The death of cinema? | TIFF

The death of cinema?

01.06.2014 16:23
The loss of celluloid and the tyranny of digital. By Jay Weissberg

Two friends of mine have written books about the death of cinema. Joe McElhaney’s The Death of Classical Cinema”, published in 2006, is a brilliant study on the perceived shift from classic narrative filmmaking to modernism; Paolo Cherchi Usai’s The Death of Cinema”, published in 2001, is a poetic meditation on film’s obsolescence, with the subtitle “History, Cultural Memory and the Digital Dark Age.” It’s this latter demise I want to discuss, and the homicide that precipitated it – the murder of celluloid. I’ll lay my cards on the table: I loathe digital. Yet I know it’s the way of the future, and no matter how much I kick and scream, we’re not going back.

Here at TIFF, almost every screening will be projected digitally. Across the globe, even in festivals, 35mm has become a rarity, a nuisance. The thrill I would get from seeing print runners carrying massive metal film cans between cinemas is a quaint memory, replaced by a few uploaded files that don’t weigh a thing. To be honest, I have no interest in going into a projection booth anymore: no whirr of the projector, no flickering light, no slap slap slap sound when the reel ends and the film dangles on the roll. I realize all this is sentimental nostalgia, a rose-tinted Cinema Paradiso recollection (and I hate that movie), so let me get to more concrete explanations.

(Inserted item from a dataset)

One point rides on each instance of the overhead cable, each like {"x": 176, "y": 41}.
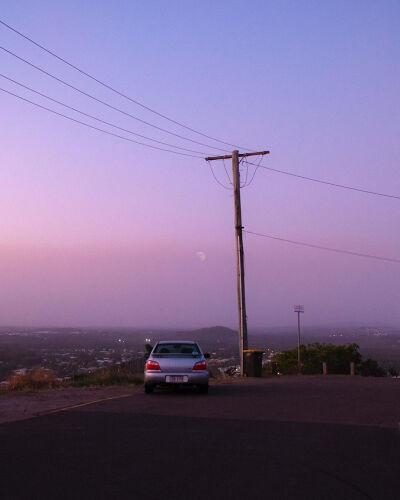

The digital revolution is financial blackmail, an ukase proclaimed by the people holding the industry’s purse strings. There are two issues here: one is film production, the other is distribution. Starting with the former, we’re told that digital represents a democratization of filmmaking: it’s cheaper, it’s more efficient, and never before has it been so easy for people to make movies. But why is this a good thing? When did “easy” become the guiding principle for an art form? And just because everyone can now make a movie doesn’t mean they should be making movies. You have no idea how much crap my colleagues and I have to sit through, made by people riding the democratic wave of “cheap and easy.”

I know the technology is improving every year, and there are movies shot with the latest HD cameras, used with the right lenses, that approach the quality of celluloid. Yet digital still lacks the tactility of film, the sense of texture and tonal warmth that only real film stock offers. Digital is the equivalent of acrylic paint compared to oil: it’s a harder feel, with harsher colors and a less controllable reproduction of sunlight. In Christopher Kenneally’s terrific 2012 documentary on the subject, Side by Side, Martin Scorsese also makes the painting comparison, arguing optimistically that directors will still be able to make the choice just as artists still choose to paint with oils. But as Keanu Reeves reminds him (Keanu produced the movie and acts as interviewer), a painting doesn’t incur an equal financial burden. Celluloid has become an economic liability, and while directors of the stature of Scorsese can still afford it, most filmmakers aren’t given the option. Don’t forget, Kodak went bankrupt two years ago – Kodak!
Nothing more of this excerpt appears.